The ability of the Democrats to create their own mythology, and insist that everybody else believe in it and abide by it is just staggering. (John Kerry, Reporting for Duty!, anybody?)

But that's just delusionally insane. McCain not working hard - even if he hadn't been a POW, being a Naval Aviator is hardly noted as a life of leisure - while Obama, with nothing to show but a law degree, "worked hard?"

WTFF?
[info]foobiwan wrote:
Aug. 28th, 2008 04:44 pm (UTC)
+1
[info]unix_jedi wrote:
Aug. 30th, 2008 06:59 am (UTC)
I started to comment over there (I just noticed it was a public post, for some reason I thought it was locked.)...

And just didn't want to. I did want to point something out to you, to reinforce something you said, however:

Not in and of itself a bad thing, but Hillary was his first real fight.

Deserves to be emphasized here. The reason Obama was running for the Senate was Ryan looked unbeatable.

Get Obama some TV time, get his name out there for the future, planning ahead kind of thing. The sort of race you don't stick someone in who's really going to have to give it their all, or sacrifice a lot for it.
...
Except Ryan dropped out of the race, leaving Obama the uncontested* contender. (Also note why he dropped out...)

Obama got to the state level by getting opponents DQed, got to the National in a cakewalk that had been nowhere in the plans for the Chicago Machine... And his experience with Clinton really demonstrates it. (Or the reaction to unexpected events, such as today. I really with Clinton had put up a serious backstabbing fight at the convention, just to see the Obama cart fall utterly apart. (On the other hand, what could he have offered her to stop fighting?))

Even McCain handles criticism far better, and with far more aplomb than Obama and those closely around him. Had he had to fight a serious political campaign before, he'd be a lot better at it.

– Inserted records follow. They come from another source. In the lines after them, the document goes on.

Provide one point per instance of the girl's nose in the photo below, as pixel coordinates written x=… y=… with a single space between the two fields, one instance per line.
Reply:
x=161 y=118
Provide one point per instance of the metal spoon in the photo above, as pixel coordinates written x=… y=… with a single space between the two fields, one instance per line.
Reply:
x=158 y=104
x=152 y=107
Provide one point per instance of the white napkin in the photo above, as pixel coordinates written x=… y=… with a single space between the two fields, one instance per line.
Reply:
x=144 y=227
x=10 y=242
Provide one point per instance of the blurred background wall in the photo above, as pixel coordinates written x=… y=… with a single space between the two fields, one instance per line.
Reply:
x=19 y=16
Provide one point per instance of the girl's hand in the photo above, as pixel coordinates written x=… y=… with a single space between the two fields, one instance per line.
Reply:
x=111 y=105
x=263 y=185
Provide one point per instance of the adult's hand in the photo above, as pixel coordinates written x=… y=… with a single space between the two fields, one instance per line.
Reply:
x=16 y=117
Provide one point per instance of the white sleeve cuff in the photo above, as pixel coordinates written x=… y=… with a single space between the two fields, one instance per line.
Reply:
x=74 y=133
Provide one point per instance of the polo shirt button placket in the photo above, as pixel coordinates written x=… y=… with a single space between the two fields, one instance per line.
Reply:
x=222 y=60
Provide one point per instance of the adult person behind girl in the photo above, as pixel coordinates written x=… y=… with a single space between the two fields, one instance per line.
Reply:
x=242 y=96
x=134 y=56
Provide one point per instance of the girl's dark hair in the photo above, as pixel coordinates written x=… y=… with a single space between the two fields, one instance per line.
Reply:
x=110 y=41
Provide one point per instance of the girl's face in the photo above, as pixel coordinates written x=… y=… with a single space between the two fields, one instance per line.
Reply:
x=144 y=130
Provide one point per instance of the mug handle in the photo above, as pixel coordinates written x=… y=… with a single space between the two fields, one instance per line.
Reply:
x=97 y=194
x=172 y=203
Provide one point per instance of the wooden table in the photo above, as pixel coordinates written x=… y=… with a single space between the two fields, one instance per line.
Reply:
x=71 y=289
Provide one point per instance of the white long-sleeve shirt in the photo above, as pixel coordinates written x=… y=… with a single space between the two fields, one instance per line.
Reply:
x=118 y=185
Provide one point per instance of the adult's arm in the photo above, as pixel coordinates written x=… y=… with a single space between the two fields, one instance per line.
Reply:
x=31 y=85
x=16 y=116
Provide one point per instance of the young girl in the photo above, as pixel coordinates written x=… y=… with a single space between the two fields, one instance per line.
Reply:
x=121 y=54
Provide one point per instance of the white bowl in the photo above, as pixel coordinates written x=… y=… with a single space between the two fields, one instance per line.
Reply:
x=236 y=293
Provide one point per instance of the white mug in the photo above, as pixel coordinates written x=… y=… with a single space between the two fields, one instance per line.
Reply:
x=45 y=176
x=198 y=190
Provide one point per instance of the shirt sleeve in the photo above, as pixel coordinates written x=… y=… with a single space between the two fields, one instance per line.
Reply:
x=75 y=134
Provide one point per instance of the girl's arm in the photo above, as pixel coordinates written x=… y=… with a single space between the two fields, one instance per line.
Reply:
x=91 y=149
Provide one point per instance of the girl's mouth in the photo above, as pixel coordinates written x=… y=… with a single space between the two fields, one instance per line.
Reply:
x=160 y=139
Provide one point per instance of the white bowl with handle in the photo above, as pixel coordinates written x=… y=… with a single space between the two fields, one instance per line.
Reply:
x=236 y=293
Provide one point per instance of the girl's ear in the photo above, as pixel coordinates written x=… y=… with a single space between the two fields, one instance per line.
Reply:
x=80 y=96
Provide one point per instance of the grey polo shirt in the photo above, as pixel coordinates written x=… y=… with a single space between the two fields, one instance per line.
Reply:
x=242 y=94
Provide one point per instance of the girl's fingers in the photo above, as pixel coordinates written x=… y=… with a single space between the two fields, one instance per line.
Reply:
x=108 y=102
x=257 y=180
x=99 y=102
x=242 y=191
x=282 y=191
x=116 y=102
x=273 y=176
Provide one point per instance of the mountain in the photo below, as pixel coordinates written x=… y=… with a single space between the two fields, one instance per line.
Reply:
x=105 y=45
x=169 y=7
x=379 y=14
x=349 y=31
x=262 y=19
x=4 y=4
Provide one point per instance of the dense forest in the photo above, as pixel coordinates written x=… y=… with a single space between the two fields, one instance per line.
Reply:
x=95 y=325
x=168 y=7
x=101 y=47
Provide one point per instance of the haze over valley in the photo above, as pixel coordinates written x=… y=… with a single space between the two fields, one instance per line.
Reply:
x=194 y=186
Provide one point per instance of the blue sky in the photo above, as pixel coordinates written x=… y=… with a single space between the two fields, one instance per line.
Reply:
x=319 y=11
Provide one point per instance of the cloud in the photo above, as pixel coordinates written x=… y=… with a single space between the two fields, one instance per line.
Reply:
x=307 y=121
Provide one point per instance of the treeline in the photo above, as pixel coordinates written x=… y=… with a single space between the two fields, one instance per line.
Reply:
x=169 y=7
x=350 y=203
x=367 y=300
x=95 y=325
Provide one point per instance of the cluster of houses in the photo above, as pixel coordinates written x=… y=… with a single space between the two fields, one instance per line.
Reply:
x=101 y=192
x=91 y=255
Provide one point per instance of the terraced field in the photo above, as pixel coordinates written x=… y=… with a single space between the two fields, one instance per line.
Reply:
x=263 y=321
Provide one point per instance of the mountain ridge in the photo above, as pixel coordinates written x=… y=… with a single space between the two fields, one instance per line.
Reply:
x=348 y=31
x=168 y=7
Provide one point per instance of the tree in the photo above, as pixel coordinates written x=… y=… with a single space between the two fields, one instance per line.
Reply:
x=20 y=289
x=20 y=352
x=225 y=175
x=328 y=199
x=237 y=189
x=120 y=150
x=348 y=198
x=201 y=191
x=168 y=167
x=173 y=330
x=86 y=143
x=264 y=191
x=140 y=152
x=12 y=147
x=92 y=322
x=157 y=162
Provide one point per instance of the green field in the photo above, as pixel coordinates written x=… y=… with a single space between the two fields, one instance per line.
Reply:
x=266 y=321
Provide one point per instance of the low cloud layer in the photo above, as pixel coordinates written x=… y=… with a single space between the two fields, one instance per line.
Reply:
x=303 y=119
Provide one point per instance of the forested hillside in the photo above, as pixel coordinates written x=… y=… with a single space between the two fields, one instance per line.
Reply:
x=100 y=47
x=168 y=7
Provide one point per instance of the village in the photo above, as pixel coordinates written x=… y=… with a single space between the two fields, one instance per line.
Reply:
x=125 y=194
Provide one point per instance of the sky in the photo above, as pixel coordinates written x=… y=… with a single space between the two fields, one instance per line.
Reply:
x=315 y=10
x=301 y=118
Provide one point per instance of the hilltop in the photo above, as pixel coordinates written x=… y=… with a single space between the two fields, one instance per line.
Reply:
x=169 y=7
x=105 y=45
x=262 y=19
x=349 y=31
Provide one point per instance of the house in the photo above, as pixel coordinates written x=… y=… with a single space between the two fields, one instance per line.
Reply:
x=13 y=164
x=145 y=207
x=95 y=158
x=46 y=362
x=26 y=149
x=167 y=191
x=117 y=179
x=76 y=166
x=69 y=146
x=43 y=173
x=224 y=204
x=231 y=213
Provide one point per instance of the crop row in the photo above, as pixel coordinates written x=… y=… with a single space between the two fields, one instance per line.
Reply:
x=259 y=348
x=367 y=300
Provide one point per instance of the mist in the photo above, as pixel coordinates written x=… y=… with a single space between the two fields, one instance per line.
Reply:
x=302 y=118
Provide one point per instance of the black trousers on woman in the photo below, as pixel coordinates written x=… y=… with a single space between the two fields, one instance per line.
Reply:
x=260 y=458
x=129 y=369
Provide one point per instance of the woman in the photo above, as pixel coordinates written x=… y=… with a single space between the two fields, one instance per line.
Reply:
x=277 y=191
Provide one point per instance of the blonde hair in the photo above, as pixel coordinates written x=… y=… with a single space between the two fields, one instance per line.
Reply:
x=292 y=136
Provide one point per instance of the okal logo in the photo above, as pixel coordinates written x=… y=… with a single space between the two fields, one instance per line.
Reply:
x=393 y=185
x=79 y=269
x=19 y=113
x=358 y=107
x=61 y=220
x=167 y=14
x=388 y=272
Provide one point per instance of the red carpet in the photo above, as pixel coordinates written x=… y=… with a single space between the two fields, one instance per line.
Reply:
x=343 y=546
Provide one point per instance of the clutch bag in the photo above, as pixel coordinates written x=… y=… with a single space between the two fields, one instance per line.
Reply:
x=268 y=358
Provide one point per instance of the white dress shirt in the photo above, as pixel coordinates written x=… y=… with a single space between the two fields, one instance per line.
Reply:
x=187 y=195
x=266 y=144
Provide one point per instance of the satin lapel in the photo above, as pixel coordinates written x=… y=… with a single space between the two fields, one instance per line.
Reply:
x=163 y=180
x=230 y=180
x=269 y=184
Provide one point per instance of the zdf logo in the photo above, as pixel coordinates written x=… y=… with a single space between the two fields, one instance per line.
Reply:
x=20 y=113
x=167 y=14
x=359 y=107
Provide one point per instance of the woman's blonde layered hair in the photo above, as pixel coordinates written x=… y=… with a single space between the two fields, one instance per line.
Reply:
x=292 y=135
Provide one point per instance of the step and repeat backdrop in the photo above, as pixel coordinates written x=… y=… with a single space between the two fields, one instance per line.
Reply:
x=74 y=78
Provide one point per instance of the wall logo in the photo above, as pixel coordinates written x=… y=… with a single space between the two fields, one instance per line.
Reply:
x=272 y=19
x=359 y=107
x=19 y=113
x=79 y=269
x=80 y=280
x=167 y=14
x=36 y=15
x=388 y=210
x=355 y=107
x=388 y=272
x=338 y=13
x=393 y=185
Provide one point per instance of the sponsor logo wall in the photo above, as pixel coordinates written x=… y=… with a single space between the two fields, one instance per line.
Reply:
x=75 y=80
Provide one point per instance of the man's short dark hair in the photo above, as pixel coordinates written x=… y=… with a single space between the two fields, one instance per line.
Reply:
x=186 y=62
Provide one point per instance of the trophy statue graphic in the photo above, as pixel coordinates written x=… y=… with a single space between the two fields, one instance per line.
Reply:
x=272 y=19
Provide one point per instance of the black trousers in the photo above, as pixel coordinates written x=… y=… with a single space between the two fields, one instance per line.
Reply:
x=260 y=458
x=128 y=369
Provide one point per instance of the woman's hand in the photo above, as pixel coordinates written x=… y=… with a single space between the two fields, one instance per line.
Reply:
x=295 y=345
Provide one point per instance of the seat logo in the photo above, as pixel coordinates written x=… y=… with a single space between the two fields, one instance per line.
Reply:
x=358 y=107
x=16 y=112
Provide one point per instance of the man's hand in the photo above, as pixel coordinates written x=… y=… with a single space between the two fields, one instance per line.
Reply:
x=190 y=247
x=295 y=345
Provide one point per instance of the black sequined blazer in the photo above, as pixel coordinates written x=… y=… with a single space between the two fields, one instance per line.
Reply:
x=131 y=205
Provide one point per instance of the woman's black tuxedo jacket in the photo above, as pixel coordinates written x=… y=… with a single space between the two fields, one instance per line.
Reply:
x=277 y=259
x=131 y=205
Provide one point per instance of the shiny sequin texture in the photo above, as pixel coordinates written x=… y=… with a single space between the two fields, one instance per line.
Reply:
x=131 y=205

* uncontested for any real value of "Contested".
[info]boffo wrote:
Aug. 30th, 2008 03:53 pm (UTC)
I really with Clinton had put up a serious backstabbing fight at the convention, just to see the Obama cart fall utterly apart. (On the other hand, what could he have offered her to stop fighting?))

From the time it became clear she couldn't win the nomination legitimately, Clinton has been trying to ensure Obama lost without *looking like* she was doing so. Her plan to run in 2012 on the "I told you so" platform won't work if she's seen as the reason Obama loses.

So she couldn't put up too much of a fight at the convention. Or at least, she couldn't give the appearance that she was doing so.

Not that I doubt your suggestion that she got huge concessions from Obama for pretending to play nice. But anything she got out of Obama for doing something she was going to do anyway is just a mark of what a lousy negotiator he is.
[info]unix_jedi wrote:
Aug. 30th, 2008 04:07 pm (UTC)
Clinton has been trying to ensure Obama lost without *looking like* she was doing so.

Right.

Which is a tricky, tricky step. Got to make sure he loses, but without looking like we're making sure.

"I dunno... Campaign casual!"

But she could have made it a big floor fight. And she's canny enough not to have given any advantage away prior to the convention by conceding that. Hence the indrawn breath by partyt faithful when Democrats discussed the possibilities. Obama didn't have a majority of the delegates. (Which is why I was still thinking Gore had a shot to end up coming out the nominee after a floor fight. Drat. I was wrong, but I was close. :))

I think she genuinely didn't know what her convention behavior was going to be. She's smart and canny - she probably had several choices, and I'd bet that the final choice didn't get made until after the convention had started.

Which is why I wonder what he might have promised her. (side note: he's not kept his *other* promises to her.)